In particular, I thought Howard’s response was spot-on. “Self-publishing means you trade getting past the gatekeepers for getting the attention of signal-boosters.” In other words, you still have to impress influential readers in order to get your work out there. And it’s still a lot of work. It still involves being able to sell your book to a small group of influential people. It’s just a different group, and depending on the appeal of your work, it might be a group you have a better shot of pleasing.
However, the most useful bit for me was Brandon’s contribution (I think–he and Dan sound a lot alike). He said he’s changed his belief that self-publishing success was about platform building. His data indicates that the majority of indie authors who are making a living are not “platform writers.” Instead, they’re writers who are putting out a lot of short fiction very fast, releasing 6-7 books per year and earning ~$50,000 per year. They’re not the big million-selling success stories that make all the headlines, but they’re the ones really driving the market.
This, of course, makes me both happy and sad. Happy, because I have put out 6-7 books this year, and a very short novel is the longest among them. Sad, because I spent my entire royalty to date on a Chinese buffet, which is a far cry short of $50,000 per year.
However, aside from the feels of it all, it was valuable information. I’ve spent most of this month plotting my fiction writing career. (As opposed to plotting my fiction, but we’ll get there, too. Eventually.)

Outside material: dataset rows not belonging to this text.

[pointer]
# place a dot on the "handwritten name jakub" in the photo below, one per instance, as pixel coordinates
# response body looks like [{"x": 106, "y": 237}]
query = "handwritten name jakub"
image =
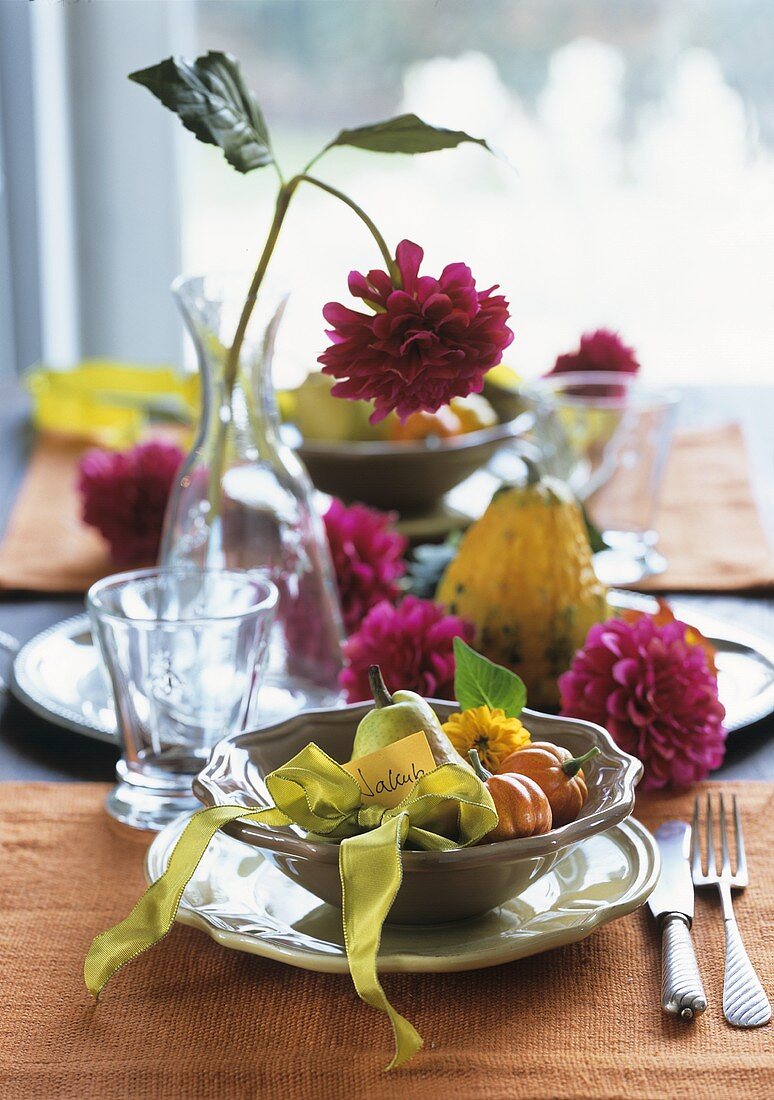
[
  {"x": 387, "y": 776},
  {"x": 393, "y": 782}
]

Further into the podcast, there was another interesting question:
What is the hardest thing about your career now?
Both Mary and Brandon said that the amount of time they have to spend doing stuff other than writing is their biggest challenge. That because they have so many speaking engagements and spend so much time traveling to promote their books, it’s actually more difficult to find time to write now, at the height of their success, than it was when they were “mid-list” writers.
Taken together, they paint an interesting picture about what might be the most desirable career path for me personally.
I’ll be honest, I’ve never been attracted to the idea of courting fame. My theater and radio background mean I’m comfortable being the center of attention, but I don’t really crave it. It sounds like there’s a tier of success to be had for those who favor production over promotion. Which is not in any way a judgment on people for whom the opportunity to travel, do conventions and conferences and speak at events is a reward. One of the reasons to do this whole crazy writing thing. We all have our own goals and desires, and that’s okay.
For me, it’s more of a cost. I’ve figured out that much thanks to the very similar state of affairs in my current industry. I’ve done some speaking. I’ve done some events. It’s exhausting. Frankly, I’d rather be the “behind the scenes” person.
It’s encouraging to hear evidence that I can build a career around being prolific and writing lots of shorter fiction. Because frankly, I’m good at that. Especially because thanks to my current career, I know darn well how much work it takes to build and maintain a platform. Too much work and energy for me to have much left over to actually write. At least, not at the pace I prefer.
I’ll court the fame monster if I have to, but frankly, I’d rather just write really fun stories. It’s good to hear a professional say that’s probably a viable option.